Miguel Jasmins Rodrigues
A História da presença portuguesa no Além-mar é paradoxal: é uma História que revela uma extraordinária força anímica e uma gigantesca capacidade de concretização, cabalmente demonstradas pela fundação do primeiro “império” global da História, com raízes ainda bem firmes quase meio milénio depois, mas é – paradoxalmente – uma história de fraqueza e de engenho, flexibilidade e improvisação em a ultrapassar.
Como bem escrevia Fernando Pessoa: “Portugal era um anão, com braços de gigante,, procurando abraçar o mundo”. Nem mesmo no zénite do processo da Expansão, Portugal teve, com efeito, os meios demográficos e financeiros para sustentar tal empresa. Desde cedo, devido a essas fragilidades, houve necessidade de conceder às parcelas mais remotas do império um grau de autonomia muito elevado, fundando o Vice-Reinado e concedendo grande liberdade aos capitães das praças mais longínquas, como Malaca ou Timor. A distância explica essa grande autonomia da presença no oriente, sendo do próprio oriente que partiam as expedições de socorro quando uma determinada praça ou fortaleza se encontravam em apuros: Lisboa estava a dois anos de distância e frequentemente não tinha uma ideia realista da situação local… foi assim que Malaca e Ceilão foram socorridas várias vezes diretamente por Goa e que, mais tarde, Luanda seria libertada dos holandeses por uma esquadra armada, guarnecida e diretamente comandada por colonos brasileiros…

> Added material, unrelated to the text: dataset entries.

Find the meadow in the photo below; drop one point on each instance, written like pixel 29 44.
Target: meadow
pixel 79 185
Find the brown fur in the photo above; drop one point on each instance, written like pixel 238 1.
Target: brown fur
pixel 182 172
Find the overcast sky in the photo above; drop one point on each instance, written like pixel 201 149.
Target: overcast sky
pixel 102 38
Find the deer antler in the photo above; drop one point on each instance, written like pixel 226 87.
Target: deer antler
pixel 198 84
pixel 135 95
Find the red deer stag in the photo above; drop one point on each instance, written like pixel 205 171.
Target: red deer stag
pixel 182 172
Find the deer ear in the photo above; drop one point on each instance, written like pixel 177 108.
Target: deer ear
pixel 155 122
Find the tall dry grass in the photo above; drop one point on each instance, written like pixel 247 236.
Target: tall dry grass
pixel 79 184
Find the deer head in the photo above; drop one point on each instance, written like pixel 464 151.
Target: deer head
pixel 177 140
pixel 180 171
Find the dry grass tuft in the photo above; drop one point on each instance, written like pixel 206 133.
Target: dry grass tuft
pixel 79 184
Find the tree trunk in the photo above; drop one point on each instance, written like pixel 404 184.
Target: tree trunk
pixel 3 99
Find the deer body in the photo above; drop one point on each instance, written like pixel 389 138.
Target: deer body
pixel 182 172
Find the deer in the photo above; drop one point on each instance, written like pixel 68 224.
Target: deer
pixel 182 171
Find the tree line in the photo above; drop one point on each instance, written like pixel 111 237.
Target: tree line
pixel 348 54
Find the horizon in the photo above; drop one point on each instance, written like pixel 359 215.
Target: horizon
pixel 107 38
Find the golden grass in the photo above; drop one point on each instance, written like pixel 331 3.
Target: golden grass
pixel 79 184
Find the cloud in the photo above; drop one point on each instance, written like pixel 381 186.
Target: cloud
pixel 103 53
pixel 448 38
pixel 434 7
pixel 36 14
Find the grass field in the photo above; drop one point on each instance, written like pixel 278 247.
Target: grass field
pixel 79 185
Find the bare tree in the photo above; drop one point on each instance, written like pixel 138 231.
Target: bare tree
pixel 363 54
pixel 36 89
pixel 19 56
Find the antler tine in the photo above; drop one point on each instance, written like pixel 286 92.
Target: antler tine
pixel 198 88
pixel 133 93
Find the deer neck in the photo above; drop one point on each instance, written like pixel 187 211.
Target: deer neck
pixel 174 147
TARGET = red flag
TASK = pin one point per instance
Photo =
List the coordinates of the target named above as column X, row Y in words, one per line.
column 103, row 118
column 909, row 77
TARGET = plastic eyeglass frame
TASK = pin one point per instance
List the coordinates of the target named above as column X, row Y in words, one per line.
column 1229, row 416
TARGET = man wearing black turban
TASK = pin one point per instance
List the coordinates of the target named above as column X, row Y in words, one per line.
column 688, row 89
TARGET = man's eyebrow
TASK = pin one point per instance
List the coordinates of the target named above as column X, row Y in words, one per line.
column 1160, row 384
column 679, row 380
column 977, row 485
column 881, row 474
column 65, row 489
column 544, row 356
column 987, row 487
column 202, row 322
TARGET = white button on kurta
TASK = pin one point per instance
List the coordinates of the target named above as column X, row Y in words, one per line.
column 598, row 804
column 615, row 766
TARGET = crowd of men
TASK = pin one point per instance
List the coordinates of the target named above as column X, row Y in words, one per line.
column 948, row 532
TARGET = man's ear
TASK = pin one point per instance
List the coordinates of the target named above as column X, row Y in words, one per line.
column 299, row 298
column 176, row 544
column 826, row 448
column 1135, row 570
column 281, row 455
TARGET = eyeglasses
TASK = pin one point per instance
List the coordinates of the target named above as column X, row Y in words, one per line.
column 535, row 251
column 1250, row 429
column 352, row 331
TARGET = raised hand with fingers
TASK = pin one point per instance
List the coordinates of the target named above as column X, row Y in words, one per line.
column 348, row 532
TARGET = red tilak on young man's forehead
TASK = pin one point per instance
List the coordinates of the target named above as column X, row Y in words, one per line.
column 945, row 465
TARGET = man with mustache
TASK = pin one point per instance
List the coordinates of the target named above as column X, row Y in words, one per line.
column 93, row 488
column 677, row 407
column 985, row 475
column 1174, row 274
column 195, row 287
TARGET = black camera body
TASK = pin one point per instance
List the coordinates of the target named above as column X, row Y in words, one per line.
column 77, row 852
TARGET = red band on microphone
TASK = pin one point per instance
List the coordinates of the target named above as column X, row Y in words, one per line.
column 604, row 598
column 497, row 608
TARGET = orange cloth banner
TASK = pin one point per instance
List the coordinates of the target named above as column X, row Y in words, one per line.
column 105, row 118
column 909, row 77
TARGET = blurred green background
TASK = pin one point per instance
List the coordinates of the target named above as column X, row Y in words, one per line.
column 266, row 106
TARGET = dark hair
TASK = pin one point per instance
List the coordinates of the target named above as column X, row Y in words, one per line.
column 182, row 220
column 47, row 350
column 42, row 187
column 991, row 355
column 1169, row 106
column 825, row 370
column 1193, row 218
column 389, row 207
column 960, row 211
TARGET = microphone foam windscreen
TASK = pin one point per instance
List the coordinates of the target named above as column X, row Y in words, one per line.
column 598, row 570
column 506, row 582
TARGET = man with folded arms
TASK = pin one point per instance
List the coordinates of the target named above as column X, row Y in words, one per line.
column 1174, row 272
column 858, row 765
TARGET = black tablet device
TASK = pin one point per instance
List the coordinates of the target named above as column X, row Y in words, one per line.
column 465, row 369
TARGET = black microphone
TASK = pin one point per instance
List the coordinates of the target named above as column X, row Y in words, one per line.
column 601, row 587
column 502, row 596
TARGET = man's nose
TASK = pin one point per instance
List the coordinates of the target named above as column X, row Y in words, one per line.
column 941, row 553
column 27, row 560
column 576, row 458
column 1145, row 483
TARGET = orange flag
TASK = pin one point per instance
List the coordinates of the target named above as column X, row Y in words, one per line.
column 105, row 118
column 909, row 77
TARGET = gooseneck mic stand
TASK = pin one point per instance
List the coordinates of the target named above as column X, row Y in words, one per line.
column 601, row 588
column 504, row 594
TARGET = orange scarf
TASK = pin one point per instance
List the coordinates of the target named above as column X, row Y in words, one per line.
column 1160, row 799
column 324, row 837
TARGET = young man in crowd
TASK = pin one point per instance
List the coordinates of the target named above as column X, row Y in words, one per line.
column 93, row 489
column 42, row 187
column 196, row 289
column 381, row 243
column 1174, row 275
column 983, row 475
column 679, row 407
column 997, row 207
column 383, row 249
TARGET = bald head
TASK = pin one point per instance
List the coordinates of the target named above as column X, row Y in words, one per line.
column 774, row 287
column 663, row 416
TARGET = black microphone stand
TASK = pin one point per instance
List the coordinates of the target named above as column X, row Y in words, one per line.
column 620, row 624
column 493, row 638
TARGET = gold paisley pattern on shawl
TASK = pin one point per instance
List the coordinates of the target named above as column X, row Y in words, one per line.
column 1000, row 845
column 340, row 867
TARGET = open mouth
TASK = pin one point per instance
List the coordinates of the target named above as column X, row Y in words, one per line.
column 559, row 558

A razão maior do sucesso e perenidade extraordinária da presença portuguesa no Oriente, de facto bem maior do que a de outras potencias bem mais nutridas, como a França e a Holanda, é a descentralização da administração local. Não somente no aspecto da administração política e militar, vertentes já apontadas no parágrafo anterior, mas até na constituição dos escalões intermédios e altos da administração, amplamente municiados por indígenas (caboverdianos em África e goeses no Oriente) e no exército. No campo militar, a formação de famílias mistas, incentivada por Albuquerque revelou-se fundamental para formar um estrato demográfico conhecido no Oriente como os “casados” que serviriam de comandantes militares e administrativos em todo o Oriente, chefiando forças de origem indígena que constituíam geralmente o grosso dos contingentes militares, sempre raros de tropas metropolitanas (afetadas pelas altas taxas de doença e deserção). Sem esta transferência da Defesa e da Administração para os povos locais, nunca teria sido possível manter uma presença em Goa até 1961 ou em Timor e África até 1975, tamanha era a desproporção de forças para com potentados e impérios locais e para com outras potencias europeias.
2 comentários:
Eis como de um defeito se pode fazer uma virtude...
ora bem! essa sempre foi a grande capacidade dos portugueses...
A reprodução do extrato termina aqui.